Definition Local Extrema

Let $f$ be a function.

$f$ has a local maximum at $x=c$ if there is an open interval $I$ containing $c$ such that $f(c) \ge f(x)$ for all $x$ in $I$.
$f$ has a local minimum at $x=c$ if there is an open interval $I$ containing $c$ such that $f(c) \le f(x)$ for all $x$ in $I$.

Example

The function $f(x) = \frac{x^3}{3} - x$ has a local maximum at $x=-1$ and a local minimum at $x=1$.

First Derivative Test for Local Extrema

Definition Stationary Point

A stationary point of a function $f$ is a point $(c, f(c))$ on the curve where the tangent is horizontal, which means $f^{\prime}(c)=0$.

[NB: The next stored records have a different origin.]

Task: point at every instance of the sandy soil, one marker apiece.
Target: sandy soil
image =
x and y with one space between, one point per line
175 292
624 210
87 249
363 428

Proposition Local Extrema and Stationary Points

Let $f$ be a function defined on an open interval $I$, and let $c\in I$.
If $f$ has a local maximum or a local minimum at $x=c$ and if $f$ is differentiable at $c$, then$$ f'(c)=0. $$

This proposition shows that any local maximum or minimum of a differentiable function (at an interior point of the interval) must occur at a stationary point, that is, a point where $f'(c)=0$.
In practice, this means that stationary points are candidates for local maxima and minima:

First, solve $f'(x)=0$ to find all stationary points.
Then, for each stationary point, use the sign of $f'$ (or a table of variations, or the second derivative) to decide whether it is a local maximum, a local minimum, or neither (for example, a point of inflection).

However, not every stationary point is a local maximum or minimum: a function can have $f'(c)=0$ at a point where the curve keeps increasing (or keeps decreasing), or where the concavity simply changes.

Proposition First Derivative Test for Local Extrema

Let $c$ be a stationary point such that $f'(c)=0$.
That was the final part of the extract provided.